Boy who accuses Jackson of sex abuse gives evidence in secret

A California grand jury meeting in secret has heard testimony from the boy who accused Michael Jackson, the self-proclaimed "King of Pop", of sexual assault, according to sources following the proceedings.

A California grand jury meeting in secret has heard testimony from the boy who accused Michael Jackson, the self-proclaimed "King of Pop", of sexual assault, according to sources following the proceedings.

Members of the grand jury have been meeting since Monday to hear evidence in the Jackson case. The accuser, who is now 14, was said to have made an appearance on Tuesday. No details of his or anyone else's testimony have been made available.

The prosecutor's office in Santa Barbara has done everything it can to keep the media away from the grand jury's meeting, which included barricading nearby streets. A lawyer representing media groups has appealed to have the restrictions lifted.

If 12 out of the 19 members of the grand jury vote to indict Mr Jackson, the burden on prosecutors to present evidence in pre-trial hearings and convince a judge that the star should stand trial will be eased.

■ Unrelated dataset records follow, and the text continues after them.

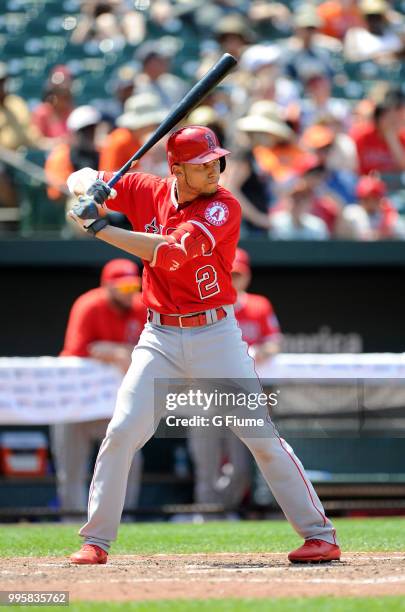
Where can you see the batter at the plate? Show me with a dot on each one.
(186, 229)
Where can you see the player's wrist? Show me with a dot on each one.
(96, 227)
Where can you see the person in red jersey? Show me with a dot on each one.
(104, 324)
(381, 142)
(254, 313)
(222, 464)
(186, 229)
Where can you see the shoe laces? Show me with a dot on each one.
(93, 548)
(315, 542)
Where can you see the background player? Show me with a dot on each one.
(186, 229)
(222, 465)
(104, 323)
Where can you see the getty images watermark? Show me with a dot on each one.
(213, 405)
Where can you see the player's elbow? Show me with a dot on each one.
(169, 256)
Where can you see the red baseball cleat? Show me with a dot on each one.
(89, 554)
(315, 551)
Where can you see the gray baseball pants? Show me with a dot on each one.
(211, 351)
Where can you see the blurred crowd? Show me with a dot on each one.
(314, 113)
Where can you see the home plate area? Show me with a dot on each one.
(139, 577)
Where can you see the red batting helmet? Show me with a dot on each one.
(194, 144)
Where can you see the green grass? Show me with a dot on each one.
(380, 534)
(313, 604)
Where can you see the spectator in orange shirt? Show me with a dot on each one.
(338, 16)
(374, 217)
(51, 115)
(274, 147)
(79, 153)
(323, 142)
(142, 113)
(381, 143)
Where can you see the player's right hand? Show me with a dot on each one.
(99, 191)
(86, 208)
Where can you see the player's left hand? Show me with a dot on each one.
(99, 191)
(87, 225)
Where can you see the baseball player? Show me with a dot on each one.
(226, 484)
(104, 324)
(186, 228)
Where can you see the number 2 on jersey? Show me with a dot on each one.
(206, 278)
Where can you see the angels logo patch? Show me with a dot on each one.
(217, 213)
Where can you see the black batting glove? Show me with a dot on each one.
(86, 208)
(99, 191)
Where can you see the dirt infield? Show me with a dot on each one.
(132, 577)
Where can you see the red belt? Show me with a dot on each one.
(197, 319)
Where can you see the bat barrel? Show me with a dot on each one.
(185, 106)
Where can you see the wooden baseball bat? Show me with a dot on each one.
(200, 90)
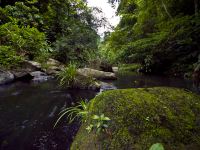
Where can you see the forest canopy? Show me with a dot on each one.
(162, 35)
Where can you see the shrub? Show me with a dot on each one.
(25, 40)
(67, 76)
(8, 57)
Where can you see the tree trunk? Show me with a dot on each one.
(196, 7)
(165, 8)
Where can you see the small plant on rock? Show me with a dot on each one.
(100, 123)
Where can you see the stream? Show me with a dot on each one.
(28, 111)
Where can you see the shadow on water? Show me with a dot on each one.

Proceedings are expected to last at least another week.

Mr Jackson, 45, was arrested last November and charged by the District Attorney with seven counts of committing lewd or lascivious acts on a child aged under 14, and two counts of administering an intoxicating agent to the child. The singer has pleaded not guilty on all counts and called the charges a "big lie" concocted to extort money. He was released on $3m (£1.63m) bail.

The boy, who was 12 when the alleged abuse took place, appeared briefly in a BBC documentary presented by Martin Bashir and broadcast in February last year.

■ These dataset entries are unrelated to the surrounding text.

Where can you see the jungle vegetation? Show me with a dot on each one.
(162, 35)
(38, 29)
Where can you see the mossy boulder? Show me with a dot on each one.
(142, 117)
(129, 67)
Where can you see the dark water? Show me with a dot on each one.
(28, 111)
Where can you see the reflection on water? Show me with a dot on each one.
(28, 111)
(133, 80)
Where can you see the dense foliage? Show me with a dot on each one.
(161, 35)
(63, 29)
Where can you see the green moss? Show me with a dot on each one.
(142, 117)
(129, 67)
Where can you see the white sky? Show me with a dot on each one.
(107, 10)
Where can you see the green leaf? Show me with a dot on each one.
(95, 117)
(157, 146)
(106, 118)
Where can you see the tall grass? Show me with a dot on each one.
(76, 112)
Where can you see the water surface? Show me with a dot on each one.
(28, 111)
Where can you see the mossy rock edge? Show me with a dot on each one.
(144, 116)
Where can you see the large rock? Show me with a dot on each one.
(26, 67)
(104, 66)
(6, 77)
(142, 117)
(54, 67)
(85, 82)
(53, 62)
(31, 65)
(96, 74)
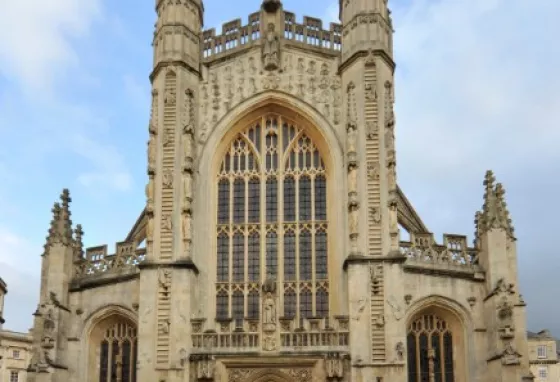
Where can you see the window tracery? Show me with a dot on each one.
(430, 350)
(272, 221)
(118, 353)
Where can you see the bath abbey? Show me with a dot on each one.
(275, 244)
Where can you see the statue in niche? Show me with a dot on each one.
(271, 49)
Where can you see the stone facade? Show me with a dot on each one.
(544, 356)
(269, 247)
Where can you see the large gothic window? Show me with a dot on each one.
(117, 353)
(272, 221)
(430, 350)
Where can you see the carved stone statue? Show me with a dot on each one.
(271, 49)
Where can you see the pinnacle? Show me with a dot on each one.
(494, 211)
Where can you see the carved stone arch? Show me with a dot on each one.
(98, 320)
(270, 376)
(210, 155)
(459, 322)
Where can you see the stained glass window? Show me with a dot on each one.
(430, 347)
(118, 354)
(272, 221)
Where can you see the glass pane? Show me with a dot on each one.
(290, 304)
(104, 362)
(305, 199)
(322, 304)
(306, 304)
(271, 200)
(254, 201)
(127, 348)
(305, 256)
(271, 255)
(223, 258)
(254, 305)
(223, 202)
(289, 199)
(321, 257)
(239, 201)
(254, 257)
(289, 257)
(238, 257)
(222, 306)
(320, 198)
(448, 354)
(412, 353)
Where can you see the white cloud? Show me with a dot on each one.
(36, 38)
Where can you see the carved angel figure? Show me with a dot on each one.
(271, 49)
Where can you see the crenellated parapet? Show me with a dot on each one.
(236, 37)
(98, 261)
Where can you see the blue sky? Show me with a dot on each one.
(477, 88)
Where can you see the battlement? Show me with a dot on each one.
(454, 252)
(236, 36)
(98, 261)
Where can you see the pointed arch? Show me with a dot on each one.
(438, 340)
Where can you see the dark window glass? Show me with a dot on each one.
(238, 305)
(290, 303)
(448, 352)
(254, 257)
(411, 352)
(104, 362)
(271, 254)
(126, 348)
(271, 200)
(322, 304)
(424, 360)
(254, 305)
(305, 256)
(223, 202)
(289, 257)
(254, 201)
(223, 258)
(306, 304)
(305, 199)
(289, 199)
(222, 305)
(320, 198)
(321, 255)
(238, 257)
(239, 201)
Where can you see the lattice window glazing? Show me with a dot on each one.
(272, 222)
(430, 350)
(118, 354)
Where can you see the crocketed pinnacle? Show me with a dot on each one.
(60, 230)
(494, 212)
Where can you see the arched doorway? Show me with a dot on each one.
(113, 350)
(436, 346)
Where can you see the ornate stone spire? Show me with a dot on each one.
(494, 212)
(60, 230)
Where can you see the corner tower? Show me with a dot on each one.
(167, 273)
(367, 71)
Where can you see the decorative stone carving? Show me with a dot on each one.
(334, 367)
(395, 308)
(400, 350)
(271, 49)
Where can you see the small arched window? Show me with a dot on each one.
(272, 221)
(430, 350)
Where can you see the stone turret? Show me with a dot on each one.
(504, 308)
(367, 26)
(52, 318)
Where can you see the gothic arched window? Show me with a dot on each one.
(430, 350)
(272, 221)
(117, 353)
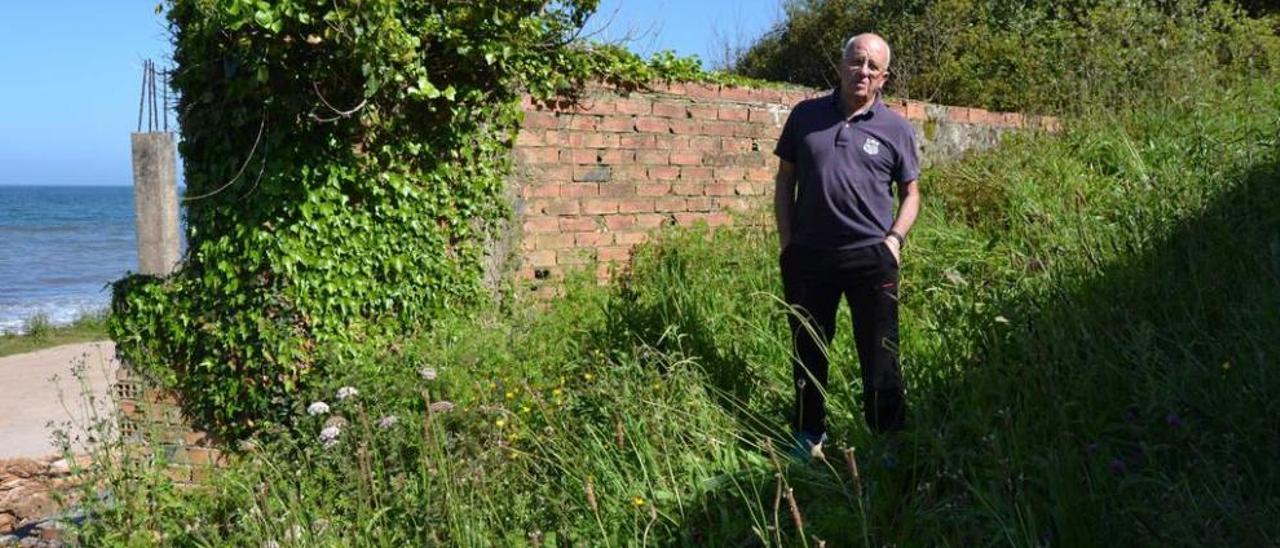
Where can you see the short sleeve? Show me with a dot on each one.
(908, 158)
(786, 147)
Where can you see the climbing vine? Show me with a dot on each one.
(344, 165)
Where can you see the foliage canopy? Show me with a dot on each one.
(1027, 55)
(344, 167)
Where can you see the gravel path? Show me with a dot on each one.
(40, 388)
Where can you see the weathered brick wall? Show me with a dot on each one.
(594, 177)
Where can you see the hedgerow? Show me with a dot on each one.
(344, 167)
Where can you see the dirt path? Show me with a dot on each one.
(30, 400)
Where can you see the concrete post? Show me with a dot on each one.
(155, 202)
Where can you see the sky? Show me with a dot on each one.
(71, 72)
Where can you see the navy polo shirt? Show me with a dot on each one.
(845, 172)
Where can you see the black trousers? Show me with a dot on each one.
(814, 281)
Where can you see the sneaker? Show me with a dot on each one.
(808, 446)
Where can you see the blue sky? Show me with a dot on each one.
(71, 72)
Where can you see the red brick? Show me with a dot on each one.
(616, 124)
(702, 90)
(668, 204)
(583, 123)
(538, 155)
(557, 137)
(653, 188)
(672, 87)
(613, 254)
(718, 190)
(594, 140)
(593, 238)
(575, 256)
(730, 173)
(720, 128)
(749, 188)
(579, 156)
(556, 206)
(720, 219)
(540, 191)
(650, 124)
(653, 156)
(542, 224)
(540, 257)
(632, 105)
(552, 173)
(686, 188)
(593, 106)
(670, 142)
(630, 238)
(736, 144)
(635, 205)
(703, 113)
(915, 110)
(704, 144)
(958, 114)
(635, 141)
(543, 120)
(760, 174)
(685, 127)
(700, 174)
(557, 241)
(732, 113)
(599, 206)
(649, 220)
(615, 156)
(686, 158)
(530, 137)
(617, 188)
(579, 190)
(620, 222)
(630, 173)
(670, 110)
(736, 94)
(699, 204)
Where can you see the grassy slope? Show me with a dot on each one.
(1088, 341)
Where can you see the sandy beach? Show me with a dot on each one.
(40, 392)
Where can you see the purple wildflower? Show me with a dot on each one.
(1118, 466)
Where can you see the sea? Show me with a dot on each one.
(60, 247)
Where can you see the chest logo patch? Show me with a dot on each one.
(871, 146)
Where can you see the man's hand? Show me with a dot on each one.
(894, 249)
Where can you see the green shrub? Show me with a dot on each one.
(1040, 56)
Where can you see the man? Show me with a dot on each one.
(840, 155)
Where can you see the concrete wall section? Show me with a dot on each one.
(155, 201)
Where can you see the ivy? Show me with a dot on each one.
(344, 167)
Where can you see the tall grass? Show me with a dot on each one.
(1088, 339)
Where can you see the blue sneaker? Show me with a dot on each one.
(807, 446)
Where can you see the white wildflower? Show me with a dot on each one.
(329, 435)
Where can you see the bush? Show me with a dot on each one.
(1037, 56)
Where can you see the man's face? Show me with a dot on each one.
(864, 68)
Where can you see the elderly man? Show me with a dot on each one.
(840, 156)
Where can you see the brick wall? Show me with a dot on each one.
(595, 177)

He had cancer and was undergoing chemotherapy when he was introduced to the star by Jamie Masada, a Los Angeles comedy club owner. Mr Masada is among the witnesses to have testified before the grand jury.

Members heard from Stan Katz, a psychologist who treated the accuser. According to sources, his testimony included details of the boy's alleged encounters with Mr Jackson.

The boy told Mr Katz that his brother had seen him and Mr Jackson engaged in a sex act, and that he was offered wine on some occasions ­ or "Jesus Juice", as Mr Jackson apparently called it.

Mr Jackson was in Washington DC yesterdaymeeting black members of Congress about fighting Aids and HIV in Africa. This evening, he will receive a humanitarian award from an association of wives of African ambassadors.

Theodore Boutros, a lawyer representing several news organisations, including The New York Times and the Associated Press, has filed a complaint with the California appeals court about the unprecedented secrecy surrounding the grand jury. "County officials have invoked an extraordinary, and seemingly unprecedented, approach to grand jury secrecy... that involved moving the grand jury from undisclosed secret location to undisclosed secret location so that the press and public will not know where the jury is meeting," he wrote.

These latest allegations became public when police raided Mr Jackson's California home, Neverland, in November. He turned himself into police, amid a media frenzy, two days later and was formally charged shortly after.